3.  Right people.  Both parents should be there and involved in the discussion.  "We"  should be used, rather than creating a blame situation, as appealing as that might seem to the "leavee".

4.  Right reasons.  Blame should not be discussed.  It's better to say something like, "We aren't getting along and we can't fix it."  That's a true statement and it doesn't attach blame.  There's no need to be too specific.

5.  Right response.  Listen to the children and respond to their questions.  Use age appropriate words and statements.  Answer their questions truthfully, but without assigning blame or giving a lot of details.

6.  Right (amount of) information.  Don't explain too much or give many details about what's wrong.  But, don't leave any hope of reconciliation.  If it is a surprise to the kids, they will need time to work through the idea of divorce.

7.  Right planning.  Be able to explain how it will affect the children.  That will probably be their biggest concern.  Will they have to move?  Where will they go to school?  Will there be enough money? Etc.  Don't over-promise and don't discuss issues that are undecided.  It's OK to not have everything figured out.

Most kids probably have friends whose parents have divorced.  Your kids have likely discussed divorce with other children at different times and may have thought about how it might affect their lives.  Don't be surprised if you get some strange, specific questions, or no questions at the start.  The discussion will probably extend over some time, so just keep these suggestions in mind.

Friday, September 7, 2012

Don't Listen to Bad Advice!

At the intersection of someone looking for support and someone wanting to be helpful, bad advice often rears its ugly head.  People going through a divorce are naturally anxious and vulnerable.  They worry about what is happening, what could happen and what didn't happen.  Many people worry a lot.

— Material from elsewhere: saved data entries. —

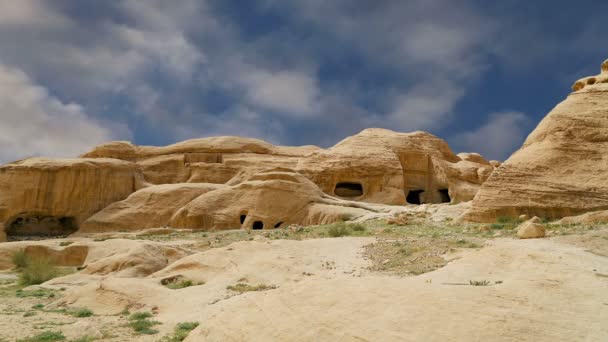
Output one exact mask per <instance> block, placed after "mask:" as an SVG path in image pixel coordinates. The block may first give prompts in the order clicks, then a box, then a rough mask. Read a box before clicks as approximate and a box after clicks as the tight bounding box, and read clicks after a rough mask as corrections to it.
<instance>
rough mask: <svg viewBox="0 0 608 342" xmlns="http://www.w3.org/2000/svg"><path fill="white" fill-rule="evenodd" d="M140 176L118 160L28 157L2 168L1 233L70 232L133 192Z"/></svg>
mask: <svg viewBox="0 0 608 342" xmlns="http://www.w3.org/2000/svg"><path fill="white" fill-rule="evenodd" d="M140 177H141V174H140V172H139V167H138V166H137V165H135V164H133V163H129V162H125V161H122V160H116V159H43V158H31V159H26V160H22V161H17V162H13V163H10V164H6V165H3V166H1V167H0V225H2V224H3V228H4V229H1V231H2V232H4V233H6V234H8V235H16V236H19V235H26V236H27V235H42V236H45V235H67V234H70V233H73V232H74V231H75V230H77V229H78V225H79V224H80V222H82V221H83V220H84V219H86V218H87V217H89V216H91V215H92V214H94V213H95V212H97V211H99V210H101V209H103V208H104V207H106V206H107V205H109V204H111V203H113V202H116V201H120V200H122V199H124V198H126V197H127V196H128V195H130V194H131V193H132V192H133V191H135V190H136V188H137V186H138V182H140V180H139V178H140ZM0 238H2V237H0ZM0 241H1V240H0Z"/></svg>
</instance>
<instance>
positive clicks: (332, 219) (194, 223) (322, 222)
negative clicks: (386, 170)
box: [169, 168, 373, 229]
mask: <svg viewBox="0 0 608 342" xmlns="http://www.w3.org/2000/svg"><path fill="white" fill-rule="evenodd" d="M315 204H316V205H315ZM317 205H319V206H317ZM353 207H355V208H353ZM357 207H359V208H360V209H359V208H357ZM344 208H346V209H344ZM357 210H358V211H359V212H358V213H359V215H362V214H364V213H366V212H368V211H372V210H373V209H372V208H371V207H365V206H364V205H363V204H358V203H355V202H348V201H341V200H338V199H332V198H330V197H328V196H327V195H325V194H323V192H322V191H321V190H320V189H319V188H318V187H317V186H316V185H315V184H314V183H312V182H311V181H310V180H309V179H307V178H306V177H304V176H303V175H301V174H299V173H296V172H293V171H291V170H289V169H280V168H278V169H272V170H267V171H263V172H259V173H256V174H255V175H253V176H252V177H250V178H249V179H247V180H246V181H244V182H242V183H239V184H237V185H234V186H226V187H224V188H221V189H218V190H215V191H211V192H208V193H206V194H204V195H201V196H199V197H197V198H196V199H194V200H192V201H191V202H190V203H188V204H187V205H185V206H184V207H183V208H181V209H180V210H178V211H177V212H176V213H175V215H174V216H173V218H171V221H170V223H169V225H170V226H172V227H178V228H198V229H211V228H214V229H230V228H238V227H242V228H249V229H264V228H279V227H283V226H285V225H287V224H291V223H300V224H322V223H331V222H336V221H339V220H341V217H342V216H343V215H344V214H351V215H352V214H353V213H357ZM357 216H358V215H357Z"/></svg>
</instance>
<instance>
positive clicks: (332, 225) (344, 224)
mask: <svg viewBox="0 0 608 342" xmlns="http://www.w3.org/2000/svg"><path fill="white" fill-rule="evenodd" d="M327 234H328V235H329V236H331V237H340V236H347V235H350V230H349V229H348V226H347V225H346V224H344V223H342V222H339V223H335V224H332V225H330V226H329V227H328V228H327Z"/></svg>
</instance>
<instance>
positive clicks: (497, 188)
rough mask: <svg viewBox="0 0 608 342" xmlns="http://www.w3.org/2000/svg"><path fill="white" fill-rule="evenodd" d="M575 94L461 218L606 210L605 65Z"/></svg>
mask: <svg viewBox="0 0 608 342" xmlns="http://www.w3.org/2000/svg"><path fill="white" fill-rule="evenodd" d="M573 90H574V92H573V93H572V94H570V95H569V96H568V97H567V98H566V100H564V101H563V102H562V103H560V104H558V105H557V106H556V107H555V108H554V109H553V110H552V111H551V112H550V113H549V114H548V115H547V116H546V117H545V118H544V119H543V120H542V121H541V123H540V124H539V125H538V127H536V129H535V130H534V131H533V132H532V133H531V134H530V135H529V136H528V138H527V139H526V141H525V143H524V144H523V146H522V147H521V148H520V149H519V150H518V151H517V152H515V154H513V155H512V156H511V157H510V158H509V159H508V160H507V161H505V162H504V163H503V164H502V165H501V166H500V167H499V168H497V169H496V171H494V173H493V174H492V176H491V177H490V178H489V179H488V181H487V182H485V183H484V184H483V186H482V187H481V189H480V191H479V192H478V193H477V195H476V196H475V199H474V200H473V205H472V207H471V209H470V210H469V211H468V212H467V213H466V214H465V215H464V216H463V218H464V219H465V220H470V221H477V222H492V221H495V220H496V218H497V217H500V216H509V217H518V216H519V215H521V214H527V215H529V216H540V217H546V218H561V217H565V216H573V215H578V214H582V213H585V212H589V211H596V210H603V209H608V61H606V62H604V64H602V73H601V74H600V75H597V76H593V77H587V78H584V79H582V80H579V81H577V82H576V83H575V84H574V86H573Z"/></svg>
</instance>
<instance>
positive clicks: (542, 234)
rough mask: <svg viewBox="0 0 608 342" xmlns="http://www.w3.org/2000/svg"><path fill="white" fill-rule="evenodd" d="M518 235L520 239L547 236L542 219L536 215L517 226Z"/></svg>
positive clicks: (533, 238) (526, 238) (544, 236)
mask: <svg viewBox="0 0 608 342" xmlns="http://www.w3.org/2000/svg"><path fill="white" fill-rule="evenodd" d="M517 237H518V238H520V239H536V238H541V237H545V226H544V225H543V224H542V223H541V219H540V218H539V217H538V216H535V217H533V218H531V219H530V220H528V221H526V222H524V223H522V224H520V225H519V226H518V227H517Z"/></svg>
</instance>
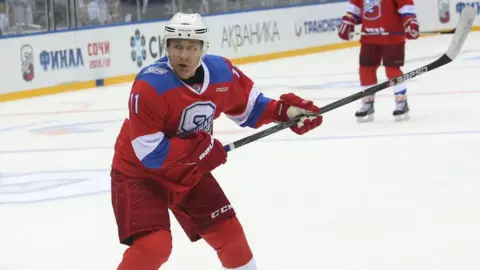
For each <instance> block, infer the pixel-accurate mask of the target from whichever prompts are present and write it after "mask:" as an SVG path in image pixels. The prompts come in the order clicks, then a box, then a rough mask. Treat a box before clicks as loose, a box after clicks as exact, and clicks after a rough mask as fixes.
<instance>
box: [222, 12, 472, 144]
mask: <svg viewBox="0 0 480 270" xmlns="http://www.w3.org/2000/svg"><path fill="white" fill-rule="evenodd" d="M476 15H477V12H476V10H474V9H473V8H472V7H470V6H466V7H465V8H464V9H463V10H462V14H461V15H460V18H459V21H458V24H457V27H456V29H457V30H456V31H455V34H454V36H453V38H452V41H451V43H450V45H449V47H448V50H447V52H446V53H444V54H443V55H442V56H441V57H440V58H438V59H437V60H435V61H433V62H432V63H430V64H428V65H425V66H423V67H420V68H417V69H415V70H413V71H410V72H408V73H405V74H404V75H403V76H400V77H397V78H395V79H391V80H388V81H385V82H383V83H380V84H377V85H375V86H372V87H370V88H368V89H365V90H363V91H360V92H358V93H356V94H353V95H351V96H348V97H345V98H343V99H340V100H338V101H335V102H333V103H330V104H328V105H326V106H324V107H322V108H320V113H319V114H324V113H326V112H329V111H331V110H334V109H337V108H339V107H342V106H344V105H347V104H349V103H351V102H353V101H355V100H358V99H361V98H363V97H365V96H368V95H372V94H375V93H376V92H379V91H381V90H384V89H387V88H389V87H391V86H394V85H397V84H400V83H402V82H404V81H407V80H409V79H412V78H414V77H417V76H419V75H422V74H423V73H426V72H429V71H432V70H434V69H436V68H439V67H441V66H444V65H446V64H448V63H450V62H452V61H453V60H454V59H455V58H456V57H457V56H458V54H459V53H460V50H461V49H462V46H463V43H464V42H465V40H466V38H467V36H468V34H469V33H470V30H471V28H472V26H473V22H474V20H475V16H476ZM316 115H318V114H316ZM301 117H302V116H298V117H295V118H292V119H290V120H288V121H286V122H283V123H280V124H277V125H275V126H273V127H270V128H267V129H265V130H262V131H260V132H257V133H255V134H252V135H250V136H247V137H245V138H243V139H240V140H238V141H235V142H233V143H230V144H227V145H225V146H224V148H225V150H226V151H227V152H229V151H232V150H234V149H236V148H239V147H241V146H244V145H246V144H249V143H251V142H254V141H256V140H259V139H261V138H263V137H266V136H269V135H271V134H273V133H276V132H279V131H280V130H283V129H286V128H288V127H291V126H293V125H295V124H296V123H297V122H298V121H299V120H300V118H301Z"/></svg>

At the same time, other people are natural caregivers and supporters.  They want to give emotional support to their friend who is obviously struggling in a difficult situation.  They have good motives, but end up being unhelpful in most cases.

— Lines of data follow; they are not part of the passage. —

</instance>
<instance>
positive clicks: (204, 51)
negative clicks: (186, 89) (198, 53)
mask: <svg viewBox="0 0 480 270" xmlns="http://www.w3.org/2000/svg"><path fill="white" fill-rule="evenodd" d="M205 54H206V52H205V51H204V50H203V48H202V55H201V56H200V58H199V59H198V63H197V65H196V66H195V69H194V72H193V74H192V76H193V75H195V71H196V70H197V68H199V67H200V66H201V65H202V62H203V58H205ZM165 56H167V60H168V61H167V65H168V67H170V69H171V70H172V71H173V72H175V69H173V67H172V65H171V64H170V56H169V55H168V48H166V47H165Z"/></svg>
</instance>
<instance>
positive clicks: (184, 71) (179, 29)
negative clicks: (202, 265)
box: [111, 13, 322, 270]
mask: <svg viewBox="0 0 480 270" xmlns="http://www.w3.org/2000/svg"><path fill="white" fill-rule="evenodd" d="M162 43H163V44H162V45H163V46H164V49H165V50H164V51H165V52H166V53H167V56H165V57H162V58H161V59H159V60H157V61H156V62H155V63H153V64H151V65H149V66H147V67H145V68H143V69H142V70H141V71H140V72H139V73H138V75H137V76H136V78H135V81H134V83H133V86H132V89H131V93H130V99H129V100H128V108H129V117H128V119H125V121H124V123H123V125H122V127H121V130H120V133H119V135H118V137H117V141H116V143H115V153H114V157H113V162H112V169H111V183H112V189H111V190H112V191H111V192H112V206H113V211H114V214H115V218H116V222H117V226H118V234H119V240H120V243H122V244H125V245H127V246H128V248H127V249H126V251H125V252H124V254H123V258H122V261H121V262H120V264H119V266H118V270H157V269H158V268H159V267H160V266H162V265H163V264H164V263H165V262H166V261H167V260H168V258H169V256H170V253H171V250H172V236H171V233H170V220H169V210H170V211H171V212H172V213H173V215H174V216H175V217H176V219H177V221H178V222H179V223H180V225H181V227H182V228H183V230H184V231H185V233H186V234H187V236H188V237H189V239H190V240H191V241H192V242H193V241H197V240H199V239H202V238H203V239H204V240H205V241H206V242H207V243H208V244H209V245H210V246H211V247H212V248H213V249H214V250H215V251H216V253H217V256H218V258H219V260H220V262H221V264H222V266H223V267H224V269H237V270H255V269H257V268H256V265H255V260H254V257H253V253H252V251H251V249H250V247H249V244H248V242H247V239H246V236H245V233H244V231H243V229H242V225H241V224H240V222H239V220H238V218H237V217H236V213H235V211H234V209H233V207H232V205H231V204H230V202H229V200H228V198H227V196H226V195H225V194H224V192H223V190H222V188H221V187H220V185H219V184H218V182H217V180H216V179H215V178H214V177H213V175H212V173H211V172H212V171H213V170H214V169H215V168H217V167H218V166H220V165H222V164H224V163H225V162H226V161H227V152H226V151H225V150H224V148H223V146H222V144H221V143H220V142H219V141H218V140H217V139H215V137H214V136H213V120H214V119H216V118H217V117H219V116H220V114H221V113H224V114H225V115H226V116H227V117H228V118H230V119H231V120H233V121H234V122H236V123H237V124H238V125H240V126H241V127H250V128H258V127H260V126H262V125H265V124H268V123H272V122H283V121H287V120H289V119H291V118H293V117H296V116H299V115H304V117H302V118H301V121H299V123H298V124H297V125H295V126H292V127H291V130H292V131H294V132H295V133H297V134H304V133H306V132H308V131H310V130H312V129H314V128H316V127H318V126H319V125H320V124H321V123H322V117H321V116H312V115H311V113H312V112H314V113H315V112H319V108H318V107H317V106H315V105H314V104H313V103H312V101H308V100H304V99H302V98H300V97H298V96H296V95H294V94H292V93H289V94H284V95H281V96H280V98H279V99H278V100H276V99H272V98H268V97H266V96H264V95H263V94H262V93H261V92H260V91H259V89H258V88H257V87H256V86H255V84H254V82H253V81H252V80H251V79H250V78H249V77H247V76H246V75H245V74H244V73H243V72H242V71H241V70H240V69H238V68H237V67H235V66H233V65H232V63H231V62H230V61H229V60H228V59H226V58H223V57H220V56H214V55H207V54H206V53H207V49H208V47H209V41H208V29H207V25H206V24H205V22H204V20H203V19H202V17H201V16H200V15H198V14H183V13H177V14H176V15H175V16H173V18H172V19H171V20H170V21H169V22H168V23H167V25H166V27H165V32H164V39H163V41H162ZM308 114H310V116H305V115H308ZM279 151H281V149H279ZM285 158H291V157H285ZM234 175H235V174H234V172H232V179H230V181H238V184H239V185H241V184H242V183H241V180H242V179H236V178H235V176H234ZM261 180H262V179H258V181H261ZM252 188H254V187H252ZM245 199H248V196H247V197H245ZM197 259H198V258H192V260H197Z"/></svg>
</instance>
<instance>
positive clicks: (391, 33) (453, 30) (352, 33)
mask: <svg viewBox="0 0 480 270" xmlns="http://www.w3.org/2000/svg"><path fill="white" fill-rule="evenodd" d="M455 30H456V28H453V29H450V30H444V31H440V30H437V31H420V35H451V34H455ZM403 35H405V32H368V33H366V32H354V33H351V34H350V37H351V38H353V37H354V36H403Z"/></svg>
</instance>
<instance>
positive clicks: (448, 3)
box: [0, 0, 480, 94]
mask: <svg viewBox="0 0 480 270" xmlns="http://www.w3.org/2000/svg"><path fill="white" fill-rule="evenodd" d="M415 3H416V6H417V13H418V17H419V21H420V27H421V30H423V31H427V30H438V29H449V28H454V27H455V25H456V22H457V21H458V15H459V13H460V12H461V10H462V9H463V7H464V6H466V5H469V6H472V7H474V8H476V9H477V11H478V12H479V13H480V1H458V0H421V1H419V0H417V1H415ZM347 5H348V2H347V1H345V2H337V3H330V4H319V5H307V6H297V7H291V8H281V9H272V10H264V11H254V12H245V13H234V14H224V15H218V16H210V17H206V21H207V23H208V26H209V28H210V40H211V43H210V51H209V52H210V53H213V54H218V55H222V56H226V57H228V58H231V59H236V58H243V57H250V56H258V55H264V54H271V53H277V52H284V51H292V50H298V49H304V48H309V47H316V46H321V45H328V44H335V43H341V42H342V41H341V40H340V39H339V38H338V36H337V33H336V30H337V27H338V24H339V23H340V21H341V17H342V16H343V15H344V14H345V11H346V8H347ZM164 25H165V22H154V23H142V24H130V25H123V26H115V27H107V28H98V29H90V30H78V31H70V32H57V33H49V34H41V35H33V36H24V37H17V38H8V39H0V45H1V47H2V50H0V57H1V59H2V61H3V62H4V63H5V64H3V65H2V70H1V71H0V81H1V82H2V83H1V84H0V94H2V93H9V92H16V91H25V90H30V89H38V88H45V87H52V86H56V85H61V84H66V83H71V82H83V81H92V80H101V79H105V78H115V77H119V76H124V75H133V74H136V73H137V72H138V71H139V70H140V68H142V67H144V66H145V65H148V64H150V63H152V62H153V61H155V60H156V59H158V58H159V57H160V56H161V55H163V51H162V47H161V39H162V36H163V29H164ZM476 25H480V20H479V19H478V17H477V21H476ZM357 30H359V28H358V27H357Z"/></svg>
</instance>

I have witnessed many times the combination of a needy person going through a divorce and a friend who wants to help who gives advice. The result is usually confusion and actions conflicting with what the attorney would recommend.

Here are the common actors in that situation; Don't Listen to These People!

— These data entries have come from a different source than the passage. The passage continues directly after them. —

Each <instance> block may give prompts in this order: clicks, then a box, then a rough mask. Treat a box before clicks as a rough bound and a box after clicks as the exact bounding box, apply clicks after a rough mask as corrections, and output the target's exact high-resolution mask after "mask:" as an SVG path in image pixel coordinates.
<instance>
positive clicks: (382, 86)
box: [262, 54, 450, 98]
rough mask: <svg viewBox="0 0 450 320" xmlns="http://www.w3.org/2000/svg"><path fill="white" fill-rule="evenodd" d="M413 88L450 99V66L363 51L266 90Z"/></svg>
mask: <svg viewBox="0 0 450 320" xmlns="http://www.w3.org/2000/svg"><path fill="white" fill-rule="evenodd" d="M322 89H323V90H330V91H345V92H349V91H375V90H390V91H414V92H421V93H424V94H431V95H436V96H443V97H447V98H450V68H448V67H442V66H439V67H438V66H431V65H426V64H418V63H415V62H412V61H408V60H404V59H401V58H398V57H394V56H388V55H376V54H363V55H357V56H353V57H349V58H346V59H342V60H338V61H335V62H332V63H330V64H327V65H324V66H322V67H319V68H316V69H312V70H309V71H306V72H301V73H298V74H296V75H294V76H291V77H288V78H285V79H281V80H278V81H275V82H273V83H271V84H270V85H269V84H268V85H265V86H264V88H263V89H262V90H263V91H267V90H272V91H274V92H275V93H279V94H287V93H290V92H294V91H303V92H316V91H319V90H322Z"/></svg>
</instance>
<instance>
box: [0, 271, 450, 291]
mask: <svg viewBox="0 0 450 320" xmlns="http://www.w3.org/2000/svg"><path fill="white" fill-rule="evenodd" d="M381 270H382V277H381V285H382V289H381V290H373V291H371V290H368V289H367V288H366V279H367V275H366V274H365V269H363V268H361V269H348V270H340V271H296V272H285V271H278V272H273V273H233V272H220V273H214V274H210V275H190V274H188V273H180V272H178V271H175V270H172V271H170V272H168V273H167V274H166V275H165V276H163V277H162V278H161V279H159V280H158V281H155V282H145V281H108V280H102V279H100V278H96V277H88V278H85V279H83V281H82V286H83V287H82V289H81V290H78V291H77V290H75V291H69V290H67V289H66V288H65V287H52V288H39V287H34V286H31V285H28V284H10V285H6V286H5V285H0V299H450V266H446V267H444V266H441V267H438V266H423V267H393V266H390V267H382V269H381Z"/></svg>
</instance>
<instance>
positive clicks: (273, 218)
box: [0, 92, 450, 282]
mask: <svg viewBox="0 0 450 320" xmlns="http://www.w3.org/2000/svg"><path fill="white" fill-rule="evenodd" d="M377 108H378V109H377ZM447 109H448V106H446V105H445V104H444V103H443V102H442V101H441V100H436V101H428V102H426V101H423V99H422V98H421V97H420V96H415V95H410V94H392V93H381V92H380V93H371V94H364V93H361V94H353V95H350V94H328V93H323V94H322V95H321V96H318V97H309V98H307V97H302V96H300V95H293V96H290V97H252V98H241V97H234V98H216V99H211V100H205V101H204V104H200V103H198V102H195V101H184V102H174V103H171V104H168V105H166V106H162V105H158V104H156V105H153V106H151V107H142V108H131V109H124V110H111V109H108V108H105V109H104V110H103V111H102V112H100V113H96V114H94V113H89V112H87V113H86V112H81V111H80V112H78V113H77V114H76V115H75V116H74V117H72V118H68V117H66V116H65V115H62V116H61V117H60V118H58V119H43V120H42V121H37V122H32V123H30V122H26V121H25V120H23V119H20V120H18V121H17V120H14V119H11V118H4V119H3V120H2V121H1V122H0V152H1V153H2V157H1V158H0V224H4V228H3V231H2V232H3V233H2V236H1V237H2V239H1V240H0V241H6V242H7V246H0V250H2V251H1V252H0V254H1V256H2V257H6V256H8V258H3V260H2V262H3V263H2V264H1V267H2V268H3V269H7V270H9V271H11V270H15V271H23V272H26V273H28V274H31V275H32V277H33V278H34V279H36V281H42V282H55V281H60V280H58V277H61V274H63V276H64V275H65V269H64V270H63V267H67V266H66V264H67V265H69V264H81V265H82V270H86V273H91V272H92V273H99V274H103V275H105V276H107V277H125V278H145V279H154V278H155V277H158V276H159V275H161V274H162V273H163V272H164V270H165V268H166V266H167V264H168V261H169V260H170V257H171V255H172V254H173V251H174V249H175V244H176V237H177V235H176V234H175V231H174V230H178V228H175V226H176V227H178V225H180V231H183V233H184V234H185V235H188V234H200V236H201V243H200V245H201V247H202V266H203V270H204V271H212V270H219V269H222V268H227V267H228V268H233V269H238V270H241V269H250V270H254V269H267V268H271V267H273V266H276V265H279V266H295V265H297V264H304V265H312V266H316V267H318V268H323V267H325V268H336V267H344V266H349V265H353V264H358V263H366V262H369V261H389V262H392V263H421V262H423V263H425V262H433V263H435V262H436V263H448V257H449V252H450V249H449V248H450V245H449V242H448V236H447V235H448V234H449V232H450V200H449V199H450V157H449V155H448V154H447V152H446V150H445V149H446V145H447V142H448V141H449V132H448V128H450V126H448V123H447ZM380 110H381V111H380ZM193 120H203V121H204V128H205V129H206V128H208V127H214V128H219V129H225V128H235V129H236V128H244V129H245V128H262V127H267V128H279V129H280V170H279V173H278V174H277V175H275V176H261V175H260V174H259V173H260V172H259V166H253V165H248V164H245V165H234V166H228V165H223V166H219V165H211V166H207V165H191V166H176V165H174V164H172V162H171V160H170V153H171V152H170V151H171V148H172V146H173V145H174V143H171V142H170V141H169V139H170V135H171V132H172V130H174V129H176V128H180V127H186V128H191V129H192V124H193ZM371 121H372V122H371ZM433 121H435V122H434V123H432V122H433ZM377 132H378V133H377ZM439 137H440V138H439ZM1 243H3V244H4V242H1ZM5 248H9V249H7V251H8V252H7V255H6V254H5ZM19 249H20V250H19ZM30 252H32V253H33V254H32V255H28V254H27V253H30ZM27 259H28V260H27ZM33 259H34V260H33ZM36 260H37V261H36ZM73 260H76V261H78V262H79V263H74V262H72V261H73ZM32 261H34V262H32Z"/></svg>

Law-related:  Current or former court personnel, legal assistants, legal secretaries, law students, lawyers who don't practice family law, therapists and other professionals who sometimes work in the legal arena.  Sometimes such people who operate or worked on the fringe of the legal system may carry an impression of being knowledgeable, but they're not!  These not only are not your attorney currently representing you, but each one is not really qualified or appropriate for giving legal advice in a case they are not involved in.  What may (or may not) have been true or worked in another case may be ineffective or inappropriate in your case.  Their experience makes them seem qualified to help, but they're not.

Close by-standers:  Relatives, neighbors and friends.  The intention is usually good, but their experience or what they heard 2nd, 3rd or 4th-hand doesn't really work for you.

Non-law-related professionals:  Police officers are a prime source of unintentional misinformation.  Other professionals generally don't have good information for you either. 

What all of these have in common is that they are not the lawyer representing you in your family law matter.

Some common, problematic advice can include such topics as:
  • A suggestion to take an action without discussing with your attorney.
  • Telling you that you shouldn't, or don't need to, comply with a court order.
  • Directing you on what to say or write to someone.
  • Suggesting what you can do with some asset.
  • Advising whether or not you should go to court.
The Best Advice:  Please just get legal advice from your attorney handling your family law case.